Salutation Is Not Love

Salutation Is Not Love
Nostalgia is a storyteller,
and she lies beautifully,
softening the edges of moments
that were never as gentle as she claims.

She whispers of late hours and familiar rituals,
simple gestures that once felt like devotion,
though they were only threads of comfort
woven into a pattern that never held its shape.
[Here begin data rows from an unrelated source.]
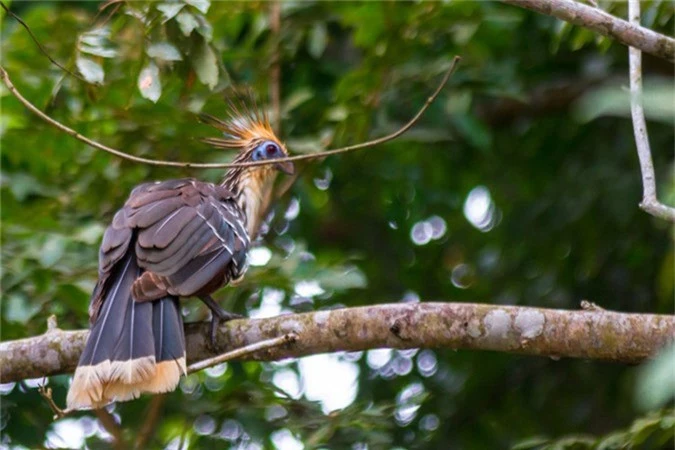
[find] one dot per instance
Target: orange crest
(246, 125)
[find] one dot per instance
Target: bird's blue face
(267, 150)
(272, 150)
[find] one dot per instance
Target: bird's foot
(218, 316)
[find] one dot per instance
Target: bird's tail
(133, 347)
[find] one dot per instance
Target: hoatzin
(171, 239)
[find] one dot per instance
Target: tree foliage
(519, 186)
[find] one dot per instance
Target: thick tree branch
(597, 20)
(650, 203)
(594, 334)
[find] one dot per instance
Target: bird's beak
(286, 167)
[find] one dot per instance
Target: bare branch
(152, 415)
(275, 69)
(42, 49)
(155, 162)
(595, 19)
(650, 203)
(243, 351)
(112, 427)
(596, 334)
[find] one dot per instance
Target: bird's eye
(271, 149)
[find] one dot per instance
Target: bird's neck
(252, 189)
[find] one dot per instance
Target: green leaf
(530, 443)
(169, 10)
(52, 250)
(149, 83)
(186, 22)
(18, 309)
(90, 70)
(336, 279)
(96, 42)
(164, 51)
(318, 39)
(205, 64)
(201, 5)
(656, 383)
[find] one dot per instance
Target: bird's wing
(190, 237)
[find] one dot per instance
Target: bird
(173, 239)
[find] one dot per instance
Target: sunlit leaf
(52, 250)
(205, 64)
(164, 51)
(169, 10)
(187, 22)
(317, 40)
(90, 70)
(201, 5)
(149, 83)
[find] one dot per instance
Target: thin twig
(649, 203)
(46, 393)
(597, 20)
(112, 427)
(152, 416)
(275, 70)
(154, 162)
(243, 351)
(42, 49)
(588, 305)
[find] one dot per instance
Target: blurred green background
(519, 186)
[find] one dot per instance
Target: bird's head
(247, 129)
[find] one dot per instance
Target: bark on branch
(606, 24)
(593, 334)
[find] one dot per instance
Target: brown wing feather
(190, 236)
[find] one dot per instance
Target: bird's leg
(218, 315)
Consistency is not commitment.
A greeting repeated each night
cannot replace the steady weight
of a heart that chooses to stay.

For a long time, someone mistook presence
for promise, attention for intention,
and the smallest signs of care
for something lasting.
But endings arrive quietly.

They come when the old pull loses force,
when the cycle stops calling,
when the silence no longer feels sharp.
And in that stillness, a truth settles:
a person can outgrow a pattern
that once felt impossible to escape.

This is how a chapter closes—
not with a dramatic parting,
but with a calm step forward,
and the recognition that letting go
is sometimes the purest form of love
one can offer themselves.

Saturday, November 15, 2025
Topic(s) of this poem: affinity and love,changes,cycle,nostalgia
POET'S NOTES ABOUT THE POEM
This poem explores the moment a long-standing emotional pattern quietly comes to an end. It reflects on how nostalgia can distort memory, how small gestures can be mistaken for deeper devotion, and how clarity often arrives in the stillness that follows distance. Rather than focusing on any specific relationship, the poem speaks to the universal experience of recognizing when a cycle has run its course and choosing to step forward with self-awareness and self-respect.